Published Oct 25, 2015Three years ago, when Purity Ring last played the Halifax Pop Explosion, the Marquee Club filled up so quickly that many of the band's fans weren't able to get in. This year, in the much larger Forum Multipurpose Room, there was room for any and all who wanted to take in the duo's colourful, fuzzed-out electro-pop soundscapes.
"It's lovely to be back home," said vocalist Megan James, who lived in Halifax during the recording of the band's debut album, Shrines. "It's kind of the same as always. I almost cry when I say that. It's so lovely."
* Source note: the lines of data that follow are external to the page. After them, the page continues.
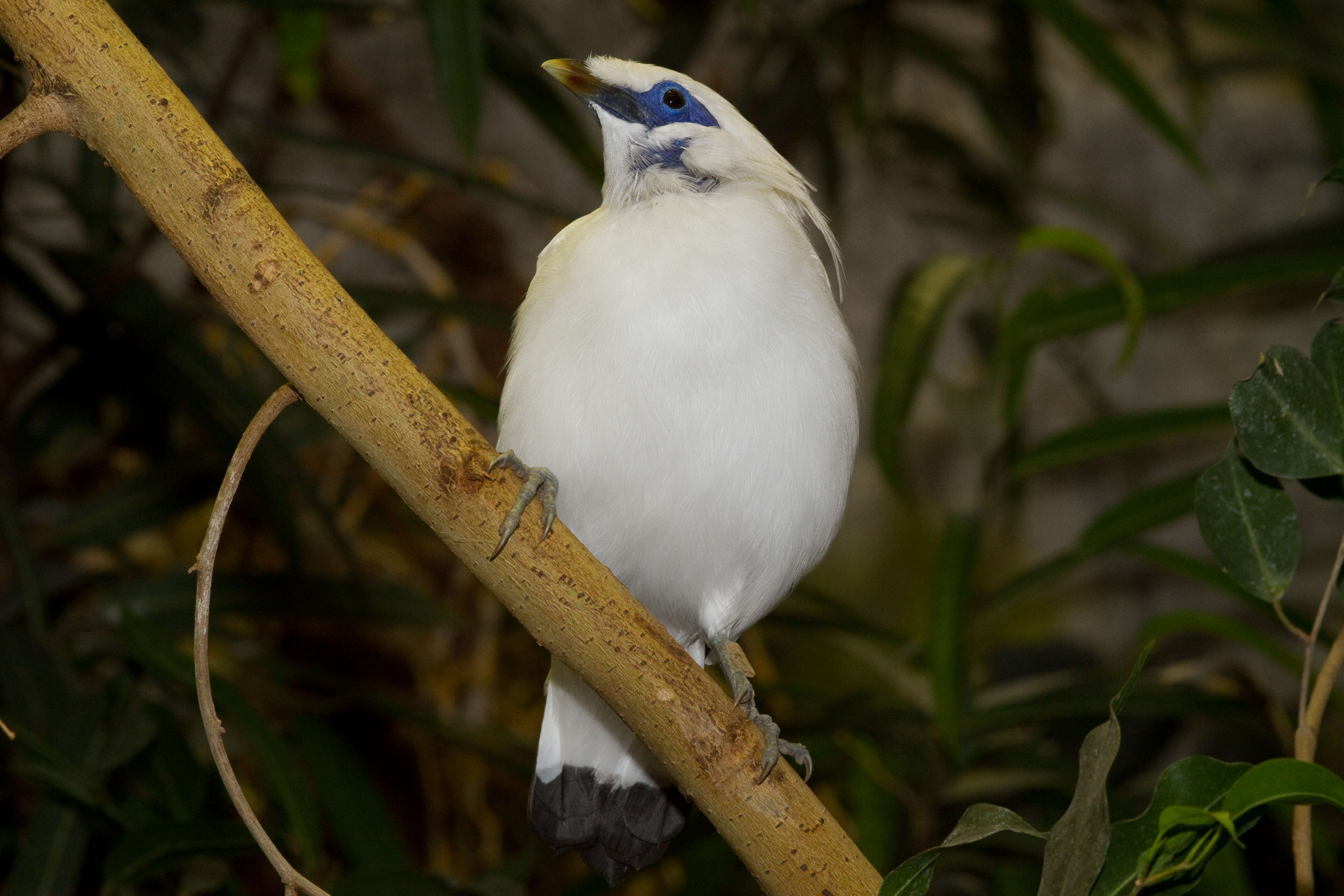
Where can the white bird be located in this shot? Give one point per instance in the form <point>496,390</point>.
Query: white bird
<point>681,366</point>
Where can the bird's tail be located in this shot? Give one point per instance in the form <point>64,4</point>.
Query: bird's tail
<point>597,788</point>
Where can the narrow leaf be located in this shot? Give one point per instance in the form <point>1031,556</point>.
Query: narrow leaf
<point>1116,435</point>
<point>1096,49</point>
<point>1287,420</point>
<point>1284,781</point>
<point>1077,847</point>
<point>1136,514</point>
<point>1335,291</point>
<point>1224,627</point>
<point>300,36</point>
<point>1076,242</point>
<point>52,853</point>
<point>458,45</point>
<point>1046,318</point>
<point>361,820</point>
<point>947,627</point>
<point>25,568</point>
<point>914,875</point>
<point>279,770</point>
<point>1328,358</point>
<point>1139,512</point>
<point>912,335</point>
<point>156,848</point>
<point>1249,523</point>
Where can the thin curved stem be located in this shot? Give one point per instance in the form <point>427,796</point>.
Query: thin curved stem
<point>39,113</point>
<point>280,400</point>
<point>1311,710</point>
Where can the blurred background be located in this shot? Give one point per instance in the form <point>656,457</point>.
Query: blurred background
<point>1021,515</point>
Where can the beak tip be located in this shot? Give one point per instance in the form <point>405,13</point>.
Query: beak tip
<point>564,69</point>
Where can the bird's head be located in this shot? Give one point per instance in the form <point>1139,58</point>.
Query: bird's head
<point>664,132</point>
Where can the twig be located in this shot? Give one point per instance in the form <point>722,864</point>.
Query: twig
<point>1288,624</point>
<point>283,398</point>
<point>1310,714</point>
<point>39,113</point>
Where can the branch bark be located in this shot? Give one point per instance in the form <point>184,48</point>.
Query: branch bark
<point>116,97</point>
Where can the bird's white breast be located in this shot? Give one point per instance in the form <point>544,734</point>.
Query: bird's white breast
<point>682,367</point>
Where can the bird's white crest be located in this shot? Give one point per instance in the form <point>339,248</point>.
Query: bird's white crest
<point>733,152</point>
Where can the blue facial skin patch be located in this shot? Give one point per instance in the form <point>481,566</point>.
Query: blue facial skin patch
<point>666,103</point>
<point>669,103</point>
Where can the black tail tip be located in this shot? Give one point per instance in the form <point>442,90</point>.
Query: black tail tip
<point>619,829</point>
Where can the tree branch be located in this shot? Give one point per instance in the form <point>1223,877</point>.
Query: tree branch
<point>39,113</point>
<point>120,101</point>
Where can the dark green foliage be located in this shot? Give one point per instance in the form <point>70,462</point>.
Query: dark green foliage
<point>1287,420</point>
<point>1116,435</point>
<point>1100,53</point>
<point>948,624</point>
<point>458,45</point>
<point>912,334</point>
<point>1250,526</point>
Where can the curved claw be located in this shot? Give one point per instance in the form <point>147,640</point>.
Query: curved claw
<point>538,483</point>
<point>771,755</point>
<point>799,754</point>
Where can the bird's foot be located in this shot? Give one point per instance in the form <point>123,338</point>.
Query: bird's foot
<point>538,483</point>
<point>738,672</point>
<point>775,745</point>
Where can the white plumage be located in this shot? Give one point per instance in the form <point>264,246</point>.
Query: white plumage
<point>682,367</point>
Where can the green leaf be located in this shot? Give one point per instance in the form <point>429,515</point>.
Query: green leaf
<point>361,820</point>
<point>1065,240</point>
<point>300,36</point>
<point>1224,627</point>
<point>912,335</point>
<point>1249,523</point>
<point>947,627</point>
<point>158,848</point>
<point>1328,358</point>
<point>458,45</point>
<point>1194,569</point>
<point>1197,781</point>
<point>1041,316</point>
<point>1284,781</point>
<point>1116,435</point>
<point>1136,514</point>
<point>25,568</point>
<point>1189,837</point>
<point>52,853</point>
<point>1077,847</point>
<point>1096,49</point>
<point>1287,420</point>
<point>169,776</point>
<point>914,875</point>
<point>1335,292</point>
<point>402,883</point>
<point>1142,511</point>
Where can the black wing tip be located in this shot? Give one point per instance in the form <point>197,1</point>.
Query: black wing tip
<point>619,829</point>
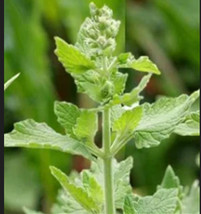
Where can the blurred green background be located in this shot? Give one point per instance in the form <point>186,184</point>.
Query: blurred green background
<point>167,31</point>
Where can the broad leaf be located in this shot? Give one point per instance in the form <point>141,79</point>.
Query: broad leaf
<point>191,125</point>
<point>161,118</point>
<point>78,193</point>
<point>31,134</point>
<point>128,206</point>
<point>132,97</point>
<point>86,126</point>
<point>10,81</point>
<point>121,177</point>
<point>144,64</point>
<point>72,59</point>
<point>191,203</point>
<point>164,201</point>
<point>67,115</point>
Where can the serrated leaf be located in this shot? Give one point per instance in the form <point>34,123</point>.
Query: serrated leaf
<point>164,201</point>
<point>191,203</point>
<point>30,134</point>
<point>170,180</point>
<point>86,126</point>
<point>128,121</point>
<point>191,126</point>
<point>78,193</point>
<point>72,59</point>
<point>92,187</point>
<point>144,64</point>
<point>132,97</point>
<point>65,204</point>
<point>10,81</point>
<point>121,177</point>
<point>128,206</point>
<point>161,118</point>
<point>67,115</point>
<point>119,82</point>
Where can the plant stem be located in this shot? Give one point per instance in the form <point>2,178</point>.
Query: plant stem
<point>108,172</point>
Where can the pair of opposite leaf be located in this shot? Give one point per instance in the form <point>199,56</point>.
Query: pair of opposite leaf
<point>92,66</point>
<point>95,70</point>
<point>83,194</point>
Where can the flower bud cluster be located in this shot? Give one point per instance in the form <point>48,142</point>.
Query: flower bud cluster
<point>97,34</point>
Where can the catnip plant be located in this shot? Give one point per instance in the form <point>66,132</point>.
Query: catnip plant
<point>105,187</point>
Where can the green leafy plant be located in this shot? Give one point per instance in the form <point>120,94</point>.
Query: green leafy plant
<point>105,187</point>
<point>10,81</point>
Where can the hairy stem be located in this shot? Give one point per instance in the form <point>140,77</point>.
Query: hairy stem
<point>108,172</point>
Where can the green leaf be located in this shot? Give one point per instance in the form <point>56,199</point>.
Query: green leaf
<point>86,126</point>
<point>65,204</point>
<point>92,187</point>
<point>161,118</point>
<point>119,82</point>
<point>191,203</point>
<point>78,193</point>
<point>10,81</point>
<point>31,134</point>
<point>67,115</point>
<point>72,59</point>
<point>191,126</point>
<point>128,121</point>
<point>128,206</point>
<point>144,64</point>
<point>164,201</point>
<point>27,211</point>
<point>170,180</point>
<point>132,97</point>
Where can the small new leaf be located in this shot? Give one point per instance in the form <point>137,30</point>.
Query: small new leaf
<point>191,203</point>
<point>128,206</point>
<point>161,118</point>
<point>78,193</point>
<point>30,134</point>
<point>128,121</point>
<point>144,64</point>
<point>27,211</point>
<point>72,59</point>
<point>191,125</point>
<point>67,115</point>
<point>10,81</point>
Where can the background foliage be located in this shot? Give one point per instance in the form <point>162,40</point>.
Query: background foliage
<point>167,31</point>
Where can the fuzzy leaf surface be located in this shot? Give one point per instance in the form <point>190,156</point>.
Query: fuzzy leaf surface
<point>72,59</point>
<point>30,134</point>
<point>191,203</point>
<point>78,193</point>
<point>191,125</point>
<point>161,118</point>
<point>86,126</point>
<point>164,201</point>
<point>10,81</point>
<point>67,115</point>
<point>144,64</point>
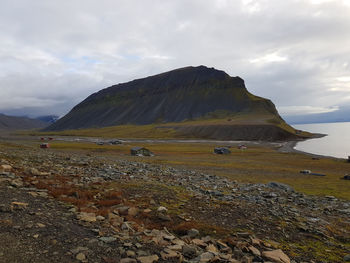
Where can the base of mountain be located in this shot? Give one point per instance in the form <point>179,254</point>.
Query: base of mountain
<point>239,127</point>
<point>80,202</point>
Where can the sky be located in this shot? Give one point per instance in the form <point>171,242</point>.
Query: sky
<point>53,54</point>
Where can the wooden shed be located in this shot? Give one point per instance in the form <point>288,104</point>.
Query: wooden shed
<point>140,151</point>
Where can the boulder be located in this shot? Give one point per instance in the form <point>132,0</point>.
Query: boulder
<point>276,256</point>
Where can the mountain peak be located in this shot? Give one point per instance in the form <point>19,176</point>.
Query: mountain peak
<point>184,94</point>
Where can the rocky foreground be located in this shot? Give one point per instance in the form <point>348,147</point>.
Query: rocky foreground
<point>78,207</point>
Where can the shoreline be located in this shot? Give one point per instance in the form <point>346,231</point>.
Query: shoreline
<point>289,147</point>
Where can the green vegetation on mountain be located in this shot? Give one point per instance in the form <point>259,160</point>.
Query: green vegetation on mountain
<point>191,102</point>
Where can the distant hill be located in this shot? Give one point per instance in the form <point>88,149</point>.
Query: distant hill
<point>48,118</point>
<point>19,123</point>
<point>199,101</point>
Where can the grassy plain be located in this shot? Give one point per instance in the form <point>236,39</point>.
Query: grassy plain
<point>257,164</point>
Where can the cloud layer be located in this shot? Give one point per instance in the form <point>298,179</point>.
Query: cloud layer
<point>53,54</point>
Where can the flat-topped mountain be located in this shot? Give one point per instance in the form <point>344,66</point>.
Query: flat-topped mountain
<point>186,95</point>
<point>19,123</point>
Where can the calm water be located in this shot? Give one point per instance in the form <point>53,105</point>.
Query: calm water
<point>336,144</point>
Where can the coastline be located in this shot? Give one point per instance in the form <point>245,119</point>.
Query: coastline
<point>289,147</point>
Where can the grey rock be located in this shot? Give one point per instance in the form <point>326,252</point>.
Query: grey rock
<point>108,239</point>
<point>281,186</point>
<point>192,233</point>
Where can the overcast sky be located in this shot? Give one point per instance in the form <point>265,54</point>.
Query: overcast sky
<point>53,54</point>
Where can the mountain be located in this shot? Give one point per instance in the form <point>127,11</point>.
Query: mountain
<point>198,102</point>
<point>19,123</point>
<point>48,118</point>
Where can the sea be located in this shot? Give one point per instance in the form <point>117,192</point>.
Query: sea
<point>335,144</point>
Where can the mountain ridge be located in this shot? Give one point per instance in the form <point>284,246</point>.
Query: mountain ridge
<point>184,94</point>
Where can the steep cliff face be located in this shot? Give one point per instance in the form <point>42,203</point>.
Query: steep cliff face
<point>189,93</point>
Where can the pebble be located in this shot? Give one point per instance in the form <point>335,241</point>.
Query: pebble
<point>80,256</point>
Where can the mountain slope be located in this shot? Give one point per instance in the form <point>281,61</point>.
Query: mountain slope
<point>19,123</point>
<point>198,94</point>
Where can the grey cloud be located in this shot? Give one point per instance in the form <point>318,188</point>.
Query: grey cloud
<point>53,54</point>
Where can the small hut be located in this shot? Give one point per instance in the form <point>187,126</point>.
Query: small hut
<point>115,142</point>
<point>222,150</point>
<point>140,151</point>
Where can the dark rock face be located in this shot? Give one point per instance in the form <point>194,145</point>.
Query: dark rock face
<point>182,94</point>
<point>19,123</point>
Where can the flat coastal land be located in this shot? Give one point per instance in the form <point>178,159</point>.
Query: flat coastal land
<point>184,204</point>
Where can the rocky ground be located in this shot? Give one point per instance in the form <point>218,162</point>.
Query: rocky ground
<point>83,207</point>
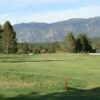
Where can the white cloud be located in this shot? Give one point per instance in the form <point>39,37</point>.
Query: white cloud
<point>83,12</point>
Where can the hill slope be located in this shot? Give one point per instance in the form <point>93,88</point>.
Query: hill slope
<point>44,32</point>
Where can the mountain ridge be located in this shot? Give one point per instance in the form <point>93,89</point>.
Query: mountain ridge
<point>35,32</point>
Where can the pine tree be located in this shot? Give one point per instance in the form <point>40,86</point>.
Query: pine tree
<point>1,38</point>
<point>83,44</point>
<point>70,42</point>
<point>9,39</point>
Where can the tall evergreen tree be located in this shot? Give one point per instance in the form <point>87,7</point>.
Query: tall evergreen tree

James introduced the subsequent performance, Another Eternity's "Push Pull," as "a song about leaving Halifax." The track was one of several where the instrumental accompaniment — orchestrated by bandmate Corin Roddick from behind a suite of lit-up orbs activated with drumstick hits — felt almost overwhelming. One of the more compelling aspects of Another Eternity is how James' unearthly vocals move to the forefront of the mix, but in the large Multipurpose Room, they almost had to fight their way through the beats. The show also felt somewhat lacking in dynamics: moment to moment, the arrival and retreat of Purity Ring's tones excite, but over the course of an hour-long set, the individual songs can sometimes struggle to differentiate themselves from one another.
Their best songs excepted, mind you: there's no question that Purity Ring have crafted several incredibly catchy earworms, from Shrines songs like "Crawlersout" and "Fineshrine" to set closing highlight "Begin Again." James danced and sang with focus and physical ferocity, her sharp, almost robotic movements matching her cold-yet-welcoming vocal tone. As attractive and novel as Roddick's percussion lights were, it was James' engaging performance that you simply couldn't take your eyes off of.